The mid century also saw multiple incursions from clients bearing the clear influence of Helmut Krone’s epochal ‘Think Small’ and ‘Lemon’ campaigns for the VW Beetle in 1959, an aesthetic that can be loosely summarised as involving acres of unused white space and a bold, declarative statement followed by a full stop. Often without a verb. One such that leaps out from the pages of Apollo depicts a stylised spiral coil, with staccato copy reading: ‘Discover the mainsprings. Get drive from the knowledge that is power. Keep this power at its peak. Rewind at regular intervals. Oil the wheels from time to time.’ An advert for Rolex? Or Patek Philippe, perhaps? No, it’s the Financial Times from 1962, a publication that stands out among the magazine’s regular advertisers for its inventive campaigns. By 1978 it was running a collaged reworking of Frans Hals, a cavalier pieced together from folded and fan-pleated newsprint.

An advert for Peter Stuyvesant cigarettes in the December 1964 issue of Apollo

Other campaigns, too, seem tailored to tap into the artistic temperaments of Apollo readers. Swissair endeavoured ‘to remind you of some acquaintances in Europe who would enjoy your visit’ – a series of faces cropped from works by Cézanne, Gros, Caravaggio et al. in various galleries from Málaga to Moscow. Similarly jet-setting, Peter Stuyvesant cigarettes (‘The International Passport to Smoking Pleasure’) ran with a rather garish full-page painting in purple and sky-blue, an abstracted view of what is presumably the Champs-Elysées – the lights of the main drag are rendered in yellow splotches of oil paint, after Jackson Pollock.

Even advances in technology led to ads being laser-targeted, the antique colliding with the modern. ‘We don’t want our computer to end up as an antique.
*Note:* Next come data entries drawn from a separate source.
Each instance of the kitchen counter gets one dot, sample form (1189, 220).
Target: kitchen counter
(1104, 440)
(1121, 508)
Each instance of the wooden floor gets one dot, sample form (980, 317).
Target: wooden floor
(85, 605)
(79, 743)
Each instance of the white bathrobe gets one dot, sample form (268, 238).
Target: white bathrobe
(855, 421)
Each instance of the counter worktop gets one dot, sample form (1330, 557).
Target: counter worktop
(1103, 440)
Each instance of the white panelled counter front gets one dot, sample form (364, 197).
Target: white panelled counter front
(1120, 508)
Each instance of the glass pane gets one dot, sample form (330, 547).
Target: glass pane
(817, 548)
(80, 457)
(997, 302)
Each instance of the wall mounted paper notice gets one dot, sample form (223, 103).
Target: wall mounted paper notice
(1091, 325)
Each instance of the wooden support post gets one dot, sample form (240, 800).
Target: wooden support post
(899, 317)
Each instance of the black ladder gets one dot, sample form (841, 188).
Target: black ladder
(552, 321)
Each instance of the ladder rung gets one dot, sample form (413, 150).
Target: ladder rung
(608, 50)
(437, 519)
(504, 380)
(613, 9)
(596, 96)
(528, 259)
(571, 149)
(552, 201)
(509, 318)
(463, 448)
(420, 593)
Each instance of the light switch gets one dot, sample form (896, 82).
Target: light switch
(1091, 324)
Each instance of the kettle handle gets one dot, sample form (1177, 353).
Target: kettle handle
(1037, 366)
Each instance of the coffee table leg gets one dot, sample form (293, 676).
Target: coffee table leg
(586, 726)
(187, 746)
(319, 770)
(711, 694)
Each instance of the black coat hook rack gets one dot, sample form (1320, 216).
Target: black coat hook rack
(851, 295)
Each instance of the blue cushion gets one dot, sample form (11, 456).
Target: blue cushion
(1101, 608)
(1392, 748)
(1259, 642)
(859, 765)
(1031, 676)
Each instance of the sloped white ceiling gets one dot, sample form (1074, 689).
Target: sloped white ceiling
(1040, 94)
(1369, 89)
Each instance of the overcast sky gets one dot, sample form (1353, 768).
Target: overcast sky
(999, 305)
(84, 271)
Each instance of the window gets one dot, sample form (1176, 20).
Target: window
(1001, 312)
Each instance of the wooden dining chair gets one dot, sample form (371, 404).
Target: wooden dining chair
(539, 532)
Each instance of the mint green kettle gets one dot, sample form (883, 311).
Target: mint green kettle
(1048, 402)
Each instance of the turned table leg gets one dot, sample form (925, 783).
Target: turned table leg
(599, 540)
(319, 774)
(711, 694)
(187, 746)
So please help us keep it up to date!’ wrote Michael Davis (Shipping) Ltd in the late 1970s, accompanied by an endearing sketch of a Chippendale-style cabinet housing a state-of-the-art reel-to-reel mainframe. By 1998, the online Network Gallery was trumpeting its modernity with a yellow @ symbol – that curlicued icon that embodied the ’90s internet – set within a rococo silver frame. Nevertheless, it felt obliged to include telephone and fax numbers. Just in case.

The web has, of course, had a profound effect on the magazine industry and its advertising model; it feels, too, like the natural abode of some of the more, shall we say, esoteric enterprises found in Apollo’s back issues. Take this advertisement from D.M. Klinger of Nürnberg, W. Germany, in 1984: ‘We prepare special auctions of erotic art in Africa, the primitives and South America, erotic watches and automatons, erotic cards and games, erotic postcards, erotic walking sticks’ – you get the point. We will not see its like again.